中央研究院 資訊科學研究所

活動訊息

友善列印

列印可使用瀏覽器提供的(Ctrl+P)功能

Multifaceted Malware Behavior Profiling and Analysis

:::

Multifaceted Malware Behavior Profiling and Analysis

  • 講者蕭舜文 博士 (中研院資訊所)
    邀請人:李德財
  • 時間2016-05-30 (Mon.) 10:30 ~ 12:00
  • 地點資訊所新館106演講廳
摘要

There is a paradox of security that we are eager to understand attacks; however we often fail to comprehend them. A security professional needs to answer certain essential and critical questions, such as “how was the malware planted into the infected host?”, “did it access any important or private data?”, “did it change any system configuration?”, and “is this malware similar to any known malware?”, in order to appraise possible incurred damages and curate a solution to mitigate or neutralize the malware. However, it is not trivial to answer the questions because security is difficult to learn, practice and concretize.

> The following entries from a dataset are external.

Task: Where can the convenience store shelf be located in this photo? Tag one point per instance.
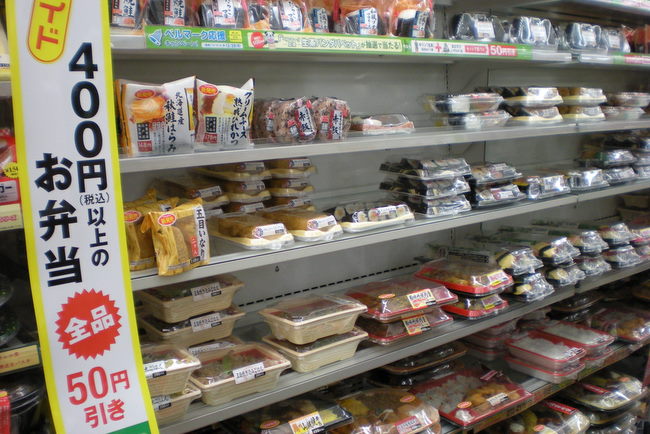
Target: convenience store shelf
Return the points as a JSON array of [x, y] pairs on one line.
[[239, 260], [422, 137]]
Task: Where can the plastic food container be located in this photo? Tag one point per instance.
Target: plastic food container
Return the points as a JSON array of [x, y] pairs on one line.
[[556, 377], [470, 278], [244, 370], [400, 297], [463, 103], [215, 325], [477, 308], [302, 320], [409, 414], [170, 408], [591, 340], [471, 395], [427, 170], [606, 391], [545, 351], [303, 414], [389, 333], [372, 125], [167, 368], [426, 359], [309, 357], [178, 302], [363, 216]]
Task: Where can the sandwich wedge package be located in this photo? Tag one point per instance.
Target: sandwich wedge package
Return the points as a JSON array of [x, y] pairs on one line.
[[180, 237], [224, 115]]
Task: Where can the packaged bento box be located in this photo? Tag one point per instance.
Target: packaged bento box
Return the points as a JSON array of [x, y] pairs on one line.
[[469, 278], [244, 370], [323, 351], [386, 410], [177, 302], [167, 368], [400, 297], [470, 395], [302, 320], [194, 330], [389, 333]]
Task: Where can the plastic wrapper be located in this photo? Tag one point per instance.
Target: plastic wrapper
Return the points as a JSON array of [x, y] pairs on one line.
[[426, 359], [593, 341], [363, 216], [202, 328], [486, 196], [473, 121], [244, 370], [462, 103], [477, 27], [167, 369], [306, 225], [538, 32], [469, 278], [389, 333], [427, 170], [224, 115], [291, 415], [627, 325], [385, 410], [471, 395], [606, 391], [622, 257], [400, 297], [477, 308], [378, 124], [629, 99], [309, 357], [302, 320], [555, 377], [251, 232], [546, 351], [180, 239], [582, 96], [179, 301]]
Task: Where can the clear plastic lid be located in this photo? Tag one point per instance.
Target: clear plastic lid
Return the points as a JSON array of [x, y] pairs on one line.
[[427, 170], [303, 414], [467, 277], [395, 298], [240, 363], [606, 391], [471, 394], [625, 324], [477, 308], [461, 103], [387, 410], [388, 333], [304, 309]]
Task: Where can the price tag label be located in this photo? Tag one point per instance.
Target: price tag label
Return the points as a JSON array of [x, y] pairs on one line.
[[248, 373], [420, 299], [205, 322], [307, 424]]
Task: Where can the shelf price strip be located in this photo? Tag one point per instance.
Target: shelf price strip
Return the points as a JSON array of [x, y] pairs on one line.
[[65, 130]]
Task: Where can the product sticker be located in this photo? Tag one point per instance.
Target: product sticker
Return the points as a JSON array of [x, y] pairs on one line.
[[155, 369], [161, 402], [269, 230], [420, 299], [248, 373], [205, 322], [206, 291], [308, 424], [416, 324]]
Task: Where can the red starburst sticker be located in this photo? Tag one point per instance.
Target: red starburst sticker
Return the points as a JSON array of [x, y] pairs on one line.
[[88, 324]]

We develop a framework of malware behavior profiling and analysis, which is proposed to assist a security professional to monitor and audit a variety of security subjects from different aspects, e.g., network packet inspection, communication state tracking, attack symptom detection, and malicious process examination, in order to assure the integrity of network or system is not violated. The developed profiling techniques includes: Stateful Deep Packet Inspection (for reconstruct the messages exchanged between attacker and victim), Multi-layered Attack Symptom (for identifying pre-attack activities in network protocol execution), Virtual Machine Introspection for Windows API (for examining Windows APIs executed by malware in a virtual machine), etc. These developed profilers are embedded in the network routers and virtual machine monitors to keep tracking the malware behavior without been discovered by the attacker.

In our experiments, thousands malware binaries (in Windows and Android platform) are profiled. The generated profiles are analyzed with different algorithms form bioinformatics and data mining (e.g., similarity analysis, sequence analysis, behavior pattern extraction, FSM-based attack model construction, phylogenetic tree and malware classification) to give us a more concrete view to examine the malware. With these malware profiles, we further develop a network-based early intrusion detection system, a runtime execution inspection system in Cloud environment, a real-time continuous security protection system, a malware family classification system.

These profiles and the systems could help a security professional to answer the most critical and essential questions: "what is an attack and how can I deal with it?"